Former National Security Advisor John Bolton reportedly undercuts President Donald Trump’s primary legal defense against impeachment in his forthcoming book–a manuscript that is said to confirm that the hold on aid to Ukraine was ordered directly by the president and that the release of that aid was entirely dependent on investigations of the Bidens. Now lawyers are raising questions about what the president’s lawyers knew about this and if they could be liable for making false statements to the Senate.
The threshold question is whether the president’s attorneys were aware of the information contained in the manuscript. According to a letter from Bolton’s attorney Charles J. Cooper, the White House was made aware of the book on Dec. 30. The bombshell revelations reportedly therein could not only change tenor of the Senate trial by forcing the chamber to hear from witnesses such as Bolton, they may place the president’s impeachment attorneys in a precarious position.
“At least some members of Trump’s legal team also likely knew of Bolton’s knowledge which, if so, potentially subjects them to criminal perjury charges or legal disciplinary actions for their statements before the Senate,” national security attorney Mark Zaid wrote on Sunday night.
Zaid is part of the legal team representing the whistleblower who filed the initial complaint over Trump’s July 25 call with Ukrainian President Volodymyr Zelensky. Some very much disagreed with the idea that criminal liability exists here (read more). (Zaid otherwise mentioned candor before a tribunal, which is something Law&Crime has discussed elsewhere.)
The issue is particulrlary concerning to White House attorneys such as Pat Cipollone, who represents the Office of the President, as opposed to attorney Jay Sekulow, who is Trump’s personal lawyer.
As CNN legal analyst, attorney and impeachment expert Ross Garber pointed out, lawyers in the White House Counsel’s Office are government lawyers should be “zealously protecting presidential rights, immunities, privileges,” but cannot engage in “distorting facts.”
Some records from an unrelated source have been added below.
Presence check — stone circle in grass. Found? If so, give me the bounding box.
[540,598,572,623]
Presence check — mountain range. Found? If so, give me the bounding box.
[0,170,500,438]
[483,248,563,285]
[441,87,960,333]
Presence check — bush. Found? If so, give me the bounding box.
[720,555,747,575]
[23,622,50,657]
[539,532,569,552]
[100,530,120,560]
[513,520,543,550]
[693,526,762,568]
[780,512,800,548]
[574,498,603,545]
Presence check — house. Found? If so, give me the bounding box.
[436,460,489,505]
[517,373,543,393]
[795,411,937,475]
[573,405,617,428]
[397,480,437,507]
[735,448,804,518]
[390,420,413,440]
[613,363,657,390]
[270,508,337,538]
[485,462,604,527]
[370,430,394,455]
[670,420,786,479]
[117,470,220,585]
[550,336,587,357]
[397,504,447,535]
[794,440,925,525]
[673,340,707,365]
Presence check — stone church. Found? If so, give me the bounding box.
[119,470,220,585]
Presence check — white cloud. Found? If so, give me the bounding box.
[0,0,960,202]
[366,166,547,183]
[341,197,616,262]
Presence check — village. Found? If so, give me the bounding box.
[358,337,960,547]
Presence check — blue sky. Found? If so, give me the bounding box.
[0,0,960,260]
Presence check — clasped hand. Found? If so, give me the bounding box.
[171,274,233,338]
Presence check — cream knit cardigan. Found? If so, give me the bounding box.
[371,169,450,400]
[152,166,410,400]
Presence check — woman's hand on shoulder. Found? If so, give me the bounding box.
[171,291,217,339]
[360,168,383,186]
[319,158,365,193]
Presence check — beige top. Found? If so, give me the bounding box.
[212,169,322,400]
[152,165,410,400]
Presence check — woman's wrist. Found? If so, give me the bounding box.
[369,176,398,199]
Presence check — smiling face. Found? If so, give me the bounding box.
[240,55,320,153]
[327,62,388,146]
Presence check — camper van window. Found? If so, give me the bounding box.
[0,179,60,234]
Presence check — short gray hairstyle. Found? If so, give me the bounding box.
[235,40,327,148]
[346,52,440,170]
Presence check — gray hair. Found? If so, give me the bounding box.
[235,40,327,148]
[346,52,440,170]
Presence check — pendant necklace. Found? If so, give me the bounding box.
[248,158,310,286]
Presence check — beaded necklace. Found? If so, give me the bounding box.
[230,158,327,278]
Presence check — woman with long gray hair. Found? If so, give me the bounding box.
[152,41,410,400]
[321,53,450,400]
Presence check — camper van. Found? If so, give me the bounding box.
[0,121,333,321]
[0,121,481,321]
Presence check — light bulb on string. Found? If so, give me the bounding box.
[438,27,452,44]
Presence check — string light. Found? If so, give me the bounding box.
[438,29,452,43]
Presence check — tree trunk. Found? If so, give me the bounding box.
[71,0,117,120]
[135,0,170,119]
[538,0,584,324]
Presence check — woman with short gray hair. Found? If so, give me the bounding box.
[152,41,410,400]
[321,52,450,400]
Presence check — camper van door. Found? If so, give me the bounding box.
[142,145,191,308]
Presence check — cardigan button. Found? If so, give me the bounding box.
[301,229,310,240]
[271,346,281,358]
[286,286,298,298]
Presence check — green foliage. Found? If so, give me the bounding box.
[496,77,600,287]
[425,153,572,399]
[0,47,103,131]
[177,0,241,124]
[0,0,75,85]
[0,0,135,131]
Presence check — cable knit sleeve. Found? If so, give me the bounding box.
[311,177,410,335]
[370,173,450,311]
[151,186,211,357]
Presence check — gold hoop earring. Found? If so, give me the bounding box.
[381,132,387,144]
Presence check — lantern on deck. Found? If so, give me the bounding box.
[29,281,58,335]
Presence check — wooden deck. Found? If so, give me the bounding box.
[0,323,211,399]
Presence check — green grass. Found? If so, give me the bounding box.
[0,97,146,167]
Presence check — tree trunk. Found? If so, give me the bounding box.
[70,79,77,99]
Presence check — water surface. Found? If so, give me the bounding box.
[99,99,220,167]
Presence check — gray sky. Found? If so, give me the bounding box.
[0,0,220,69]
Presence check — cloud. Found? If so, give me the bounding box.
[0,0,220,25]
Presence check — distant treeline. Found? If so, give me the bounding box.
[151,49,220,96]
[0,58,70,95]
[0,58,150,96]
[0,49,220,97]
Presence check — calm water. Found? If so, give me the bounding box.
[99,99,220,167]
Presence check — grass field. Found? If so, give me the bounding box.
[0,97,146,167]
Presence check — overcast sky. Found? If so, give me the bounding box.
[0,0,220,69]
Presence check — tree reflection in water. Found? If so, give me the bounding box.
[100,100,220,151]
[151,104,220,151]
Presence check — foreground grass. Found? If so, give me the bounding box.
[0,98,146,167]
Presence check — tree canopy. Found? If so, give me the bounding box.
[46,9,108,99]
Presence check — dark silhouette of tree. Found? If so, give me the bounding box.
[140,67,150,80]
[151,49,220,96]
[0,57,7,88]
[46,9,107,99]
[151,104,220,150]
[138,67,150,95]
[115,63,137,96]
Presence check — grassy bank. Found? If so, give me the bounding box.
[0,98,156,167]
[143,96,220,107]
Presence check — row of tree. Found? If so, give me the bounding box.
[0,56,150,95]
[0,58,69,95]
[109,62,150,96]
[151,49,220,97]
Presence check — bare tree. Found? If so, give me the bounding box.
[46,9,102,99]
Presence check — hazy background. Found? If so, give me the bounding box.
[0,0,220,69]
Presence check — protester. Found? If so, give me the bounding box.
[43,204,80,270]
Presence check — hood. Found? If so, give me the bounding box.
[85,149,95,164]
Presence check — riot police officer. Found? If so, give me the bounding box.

Cooper’s letter to the White House, however, specifically noted that the manuscript review process would restrict the materials to “those career government officials and employees regularly charged with responsibility for such reviews,” and “will not be reviewed by or otherwise disclosed to any persons not regularly involved in that process.”
A National Security Council spokesperson told Politico’s Meridith McGraw on Monday that no one on the president’s legal team has reviewed Bolton’s manuscript.
“Ambassador Bolton’s manuscript was submitted to the NSC for pre-publication review and has been under initial review by the NSC. No White House personnel outside NSC have reviewed the manuscript,” the statement said.
But not reviewing the manuscript itself does not mean the president’s impeachment defense team was unaware of the information and allegations it put forth, which CNN National Security Analyst and former Obama National Security Council advisor Sam Vinograd and anti-Trump attorney George Conway both pointed out.
President Trump also responded to the allegations on Monday, vehemently denying the veracity of Bolton’s claims. He said he “NEVER told John Bolton that the aid to Ukraine was tied to investigations into Democrats, including the Bidens.”